The band’s first album Never Trust A Happy Love Song topped the US charts at 75, whilst their second album released in 2013 climbed to 21. At the moment their latest album is at 28 a week after release which is very promising.
There’s no hanging around with Grouplove’s newest album Big Mess which launches straight into the bouncy opening track Welcome To Your Life, in which the opening line is: “We’re back in business, you’re so a big mess and I love you.” Which, as a uni student, is a line I find painfully relatable in an awful, cliché tumblr kind of way. However, Grouplove have always been unreservedly and unashamedly indie. Their sound has always struck me as notably unpolished, and Big Mess is no exception, especially in the vocals of Christian Zucconi who comes across as almost uncaring and actually enjoying the song rather than striving for the faff of perfection. It makes the band immediately sound much more authentic and interesting; no auto tune, no fakery.
Grouplove also have a more diverse track list in this album than Spreading Rumours and Never Trust A Happy Song. It holds some of their most daring guitar solos in tracks like Standing In The Sun, whilst the delicate track Hopefully which concludes the album and opens with just piano and layered vocals. Another favourite song is Spinning, here the female vocals of other lead singer Hannah Hooper alternates well with that of Christian Zucconi. Zucconi’s falsetto in this track is a good texture and word painting for the weakness portrayed through the lyrics: “My legs are tired, but I keep on pushing / I drop my hands and let my head fall heavy down.”

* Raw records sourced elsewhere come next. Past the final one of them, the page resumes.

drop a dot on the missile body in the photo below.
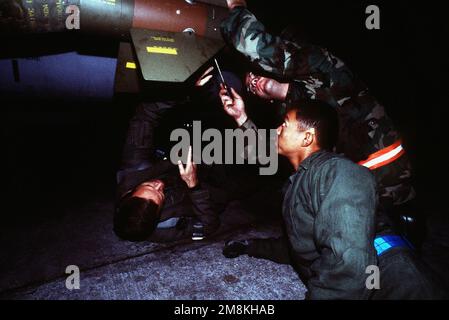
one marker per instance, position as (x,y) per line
(112,17)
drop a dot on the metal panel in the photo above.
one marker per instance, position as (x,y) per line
(172,57)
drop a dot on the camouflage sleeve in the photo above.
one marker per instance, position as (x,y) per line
(245,33)
(313,69)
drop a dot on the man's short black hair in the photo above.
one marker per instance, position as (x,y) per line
(321,116)
(135,218)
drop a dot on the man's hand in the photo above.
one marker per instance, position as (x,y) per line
(235,3)
(205,77)
(188,174)
(235,248)
(234,106)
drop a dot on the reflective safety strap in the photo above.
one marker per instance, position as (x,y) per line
(385,243)
(384,156)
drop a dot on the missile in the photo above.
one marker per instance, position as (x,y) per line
(171,39)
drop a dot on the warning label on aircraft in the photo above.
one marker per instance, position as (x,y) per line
(163,50)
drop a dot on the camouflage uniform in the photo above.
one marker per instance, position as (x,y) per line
(315,73)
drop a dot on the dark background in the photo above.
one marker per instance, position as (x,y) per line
(62,147)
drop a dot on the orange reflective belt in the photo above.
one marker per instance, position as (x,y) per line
(383,157)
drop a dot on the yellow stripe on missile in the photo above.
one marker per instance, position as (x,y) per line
(163,50)
(131,65)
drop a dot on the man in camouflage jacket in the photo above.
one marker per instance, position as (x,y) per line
(367,135)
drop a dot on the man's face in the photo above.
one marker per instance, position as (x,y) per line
(289,136)
(260,86)
(151,190)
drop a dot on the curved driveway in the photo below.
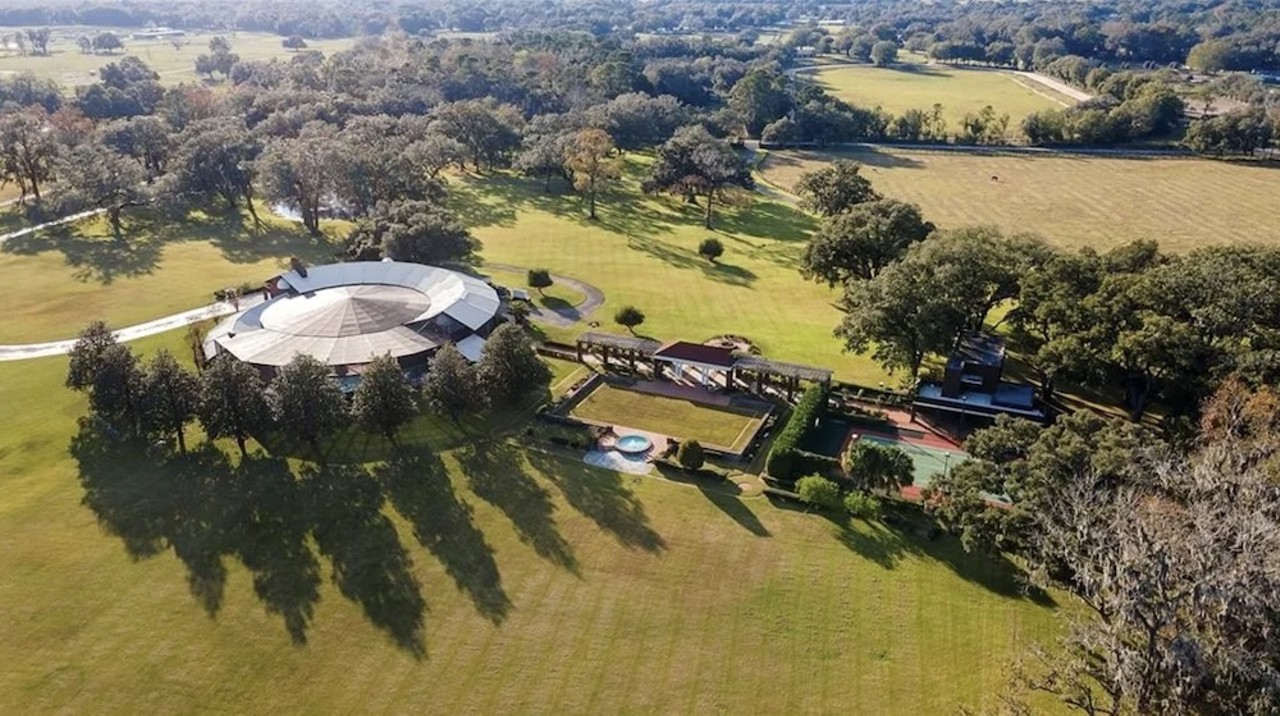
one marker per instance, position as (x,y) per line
(562,318)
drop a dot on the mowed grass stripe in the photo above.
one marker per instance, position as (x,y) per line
(1073,201)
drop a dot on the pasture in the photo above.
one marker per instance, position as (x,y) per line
(485,579)
(959,90)
(174,64)
(1070,200)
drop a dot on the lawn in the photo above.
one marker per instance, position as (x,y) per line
(69,67)
(556,296)
(919,86)
(485,579)
(668,416)
(51,283)
(1072,201)
(644,251)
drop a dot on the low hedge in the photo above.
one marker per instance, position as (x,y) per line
(782,459)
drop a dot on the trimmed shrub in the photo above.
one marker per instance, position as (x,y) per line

Having said that, the album probably lends itself more to background music as the songs in the middle of Big Mess are less distinct and memorable. You’re hardly left disappointed from listening to ‘Big Mess’ and nothing would put you off to stop you listening again, but it doesn’t keep you hooked and need your undivided attention for the full forty minutes.
Grouplove are a good band if you like other indie-pop bands such as Edward Sharp And The Maganetic Zeros or Young The Giant. Plus, Big Mess is an album which fits comfortably into the plethora of other LPs of the genre.